Here is the response from Paul Belanger, Technical Product Manager for Marantz:
"We use a discretely designed circuit in lieu of a standard Op-amp. The HDAM itself is sandwiched between 2 Op-amps in a diamond buffer configuration – the 8801 features 13 of these "discrete" HDAM boards – 1 for each channel. The HDAM SA2 is the circuitry sitting between the OP-Amps and is mainly defining the characteristic of the sound. The OP-Amps might not look best on the data sheet, however in this configuration with the HDAM and current feedback topology it was our choice for a good balance in sound.
Dr. Rich tends to focus very much on singular devices and the data sheets associated with them – Our design philosophy is quite different at Marantz. We use the appropriate component for the outcome and final sound quality we are trying to achieve. He may believe that the 8801 would sound no better than an entry level Yamaha via its preouts based on our choice of volume IC – but I can tell you in my experience, singular components do not make or break the final sound; from overall and surrounding circuit design, vibration resistance, materials to grounding points, there is SO much more involved in building a great sounding piece of audio gear."
I can't settle the fundamental debate on component parts between Dr. Rich and Marantz. What I can settle is that the overall goal of a product like the AV8801 is to allow the consumer to enjoy movies and music and it certainly does that very well. My reservations about the two channel audio performance of the AV8801 stem from the perspective that Marantz can do so much better. Marantz makes wonderful reference quality stereo gear and I was personally hoping that they would have included that reference level analog output in the AV8801. I also realize that doing so may have completely blown the price point for the product.

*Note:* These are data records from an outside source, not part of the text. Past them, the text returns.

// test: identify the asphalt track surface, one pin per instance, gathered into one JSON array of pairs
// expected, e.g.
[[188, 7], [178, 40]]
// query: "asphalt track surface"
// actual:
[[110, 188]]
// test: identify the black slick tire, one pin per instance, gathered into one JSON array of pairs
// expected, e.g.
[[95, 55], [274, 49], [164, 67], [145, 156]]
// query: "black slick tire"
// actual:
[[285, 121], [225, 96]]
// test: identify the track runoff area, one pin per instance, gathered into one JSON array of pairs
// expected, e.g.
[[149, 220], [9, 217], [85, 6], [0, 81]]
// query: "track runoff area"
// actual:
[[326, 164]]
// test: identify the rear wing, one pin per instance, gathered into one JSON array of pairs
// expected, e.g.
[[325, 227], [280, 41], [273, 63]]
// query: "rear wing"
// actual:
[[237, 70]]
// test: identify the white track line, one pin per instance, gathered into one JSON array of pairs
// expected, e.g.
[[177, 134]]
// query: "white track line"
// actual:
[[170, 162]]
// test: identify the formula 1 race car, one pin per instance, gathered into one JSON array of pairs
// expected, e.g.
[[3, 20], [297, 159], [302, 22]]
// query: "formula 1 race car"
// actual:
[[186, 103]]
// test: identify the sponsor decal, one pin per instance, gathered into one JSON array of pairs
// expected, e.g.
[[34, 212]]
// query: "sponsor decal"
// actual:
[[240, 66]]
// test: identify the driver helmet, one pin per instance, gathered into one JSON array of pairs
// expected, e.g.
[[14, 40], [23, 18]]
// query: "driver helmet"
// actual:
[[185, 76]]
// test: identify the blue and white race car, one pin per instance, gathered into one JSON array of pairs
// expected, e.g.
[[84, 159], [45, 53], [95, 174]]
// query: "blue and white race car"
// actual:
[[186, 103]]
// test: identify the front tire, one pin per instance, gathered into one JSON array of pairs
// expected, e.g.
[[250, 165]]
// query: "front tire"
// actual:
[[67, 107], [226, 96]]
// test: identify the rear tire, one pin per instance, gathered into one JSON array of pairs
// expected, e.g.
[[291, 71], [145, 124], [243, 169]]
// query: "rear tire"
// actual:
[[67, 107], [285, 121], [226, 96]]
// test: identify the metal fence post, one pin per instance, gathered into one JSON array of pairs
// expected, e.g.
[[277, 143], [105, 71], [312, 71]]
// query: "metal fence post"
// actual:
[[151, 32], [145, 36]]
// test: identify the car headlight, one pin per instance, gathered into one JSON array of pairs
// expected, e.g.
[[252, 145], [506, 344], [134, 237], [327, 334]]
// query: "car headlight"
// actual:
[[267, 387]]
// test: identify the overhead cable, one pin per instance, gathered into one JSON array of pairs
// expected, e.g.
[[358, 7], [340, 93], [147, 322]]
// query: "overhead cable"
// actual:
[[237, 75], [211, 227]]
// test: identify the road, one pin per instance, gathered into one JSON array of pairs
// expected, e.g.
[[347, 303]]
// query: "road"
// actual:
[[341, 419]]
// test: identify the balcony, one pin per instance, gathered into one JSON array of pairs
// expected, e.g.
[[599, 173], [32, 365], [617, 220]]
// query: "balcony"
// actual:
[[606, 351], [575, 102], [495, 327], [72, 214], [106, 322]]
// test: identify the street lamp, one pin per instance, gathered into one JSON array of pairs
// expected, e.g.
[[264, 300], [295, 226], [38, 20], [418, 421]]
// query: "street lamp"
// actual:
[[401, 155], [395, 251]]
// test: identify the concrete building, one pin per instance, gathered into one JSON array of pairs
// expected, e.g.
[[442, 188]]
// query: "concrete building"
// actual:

The bottom line is that the AV8801 does its job very well and offers just about every conceivable feature that someone might want including support for 4K. It comes in at a price point which puts it in competition with the Integra DHC-80.3, the Onkyo PS5509, the Yamaha CX-A5000 and Marantz' own AV7701. If you are looking for a processor, I would certainly recommend that you visit a dealer and give the AV8801 a listen.